I need to call the mlogit() R function from inside another function.
This is a function for demonstrative purposes:
#-------------------------
# DEMO FUNCTION
#-------------------------
# f = formula (string)
# fData = data.frame
# cVar = choice variable (string)
# optVar = alternative variable (string)
##########################
mlogitSum <- function(f, fData, cVar="choice", optVar="option"){
library(mlogit)
r2 <- mlogit(as.formula(f), shape = "long", data = fData, alt.var=optVar, choice = cVar)
return(summary(r2))
}
Apparently there is an environment problem, so that variables not declared globally are not found by the mlogit() function as arguments.
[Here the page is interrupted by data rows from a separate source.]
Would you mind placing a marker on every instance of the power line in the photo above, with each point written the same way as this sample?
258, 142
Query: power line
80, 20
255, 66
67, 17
This example doesn't work:
mydata <- read.csv(url("http://www.ats.ucla.edu/stat/r/dae/mlogit.csv"))
attach(mydata)
library(mlogit)
mydata$brand<-as.factor(mydata$brand)
mlData<-mlogit.data(mydata, varying=NULL, choice="brand", shape="wide")
myFormula <-"brand~1|female+age"
var1 <- "brand"
var2 <- "alt"
mlogitSum(myFormula, fData = mlData, var1, var2)
While if the variables are assigned in the main environment it works:
mydata <- read.csv(url("http://www.ats.ucla.edu/stat/r/dae/mlogit.csv"))
attach(mydata)
library(mlogit)
mydata$brand<-as.factor(mydata$brand)
fData<-mlogit.data(mydata, varying=NULL, choice="brand", shape="wide")
myFormula <-"brand~1|female+age"
cVar <- "brand"
optVar <- "alt"
mlogitSum(myFormula, fData, cVar, optVar)
Alternatively it works if I assign the variables globally from inside the function
#-------------------------
# DEMO FUNCTION
#-------------------------
# f = formula (string)
# fData = data.frame
# cVar = choice variable (string)
# optVar = alternative variable (string)
##########################
mlogitSum_rev <- function(f, fData, cVar="choice", optVar="option"){
fData<<-fData
cVar<<-cVar
optVar<<-optVar
#return(head(lcmData))
library(mlogit)
#mi serve per poi estrarre model.matrix(r2), per il resto sarebbe ridondante
r2 <- mlogit(as.formula(f), shape = "long", data = fData, alt.var=optVar, choice = cVar)
return(summary(r2))
}
mydata <- read.csv(url("http://www.ats.ucla.edu/stat/r/dae/mlogit.csv"))
attach(mydata)
library(mlogit)
mydata$brand<-as.factor(mydata$brand)
mlData<-mlogit.data(mydata, varying=NULL, choice="brand", shape="wide")
myFormula <-"brand~1|female+age"
var1 <- "brand"
var2 <- "alt"
mlogitSum_rev(myFormula, mlData, var1, var2)
Any idea on how to avoid to assign the variables globally?
tl;dr this appears to be a bug in mlogit
, which you can fix yourself (see below) or ask the maintainer to fix.
Deep inside mlogit
, the function tries to evaluate the data as follows:
nframe <- length(sys.calls()) ## line 11
...
data <- eval(mldata, sys.frame(which = nframe)) ## line 44
This is moderately sophisticated messing about with R's scoping structures -- it's trying to evaluate mldata
in the frame one above the current frame, and it will fail if someone does something tricky (but perfectly reasonable!) like call mlogit
from within a function.
I solved the problem (sort of!) by running fix(mlogit)
, which will dump you into an editor and allow you to modify the function. I changed line 44 to
data <- eval(mldata, parent.frame())
after which the code seemed to work.
If this works for you, you can either (1) fix()
mlogit every time you need to use it: (2) download a copy of the source (.tar.gz
) package, modify it, and install it; or (3) [preferably!] contact the package maintainer, let them know about the issue, and ask them to release a patched version ...
PS depending on your general data analysis protocol, you may want to get out of the habit of using attach
: Why is it not advisable to use attach() in R, and what should I use instead?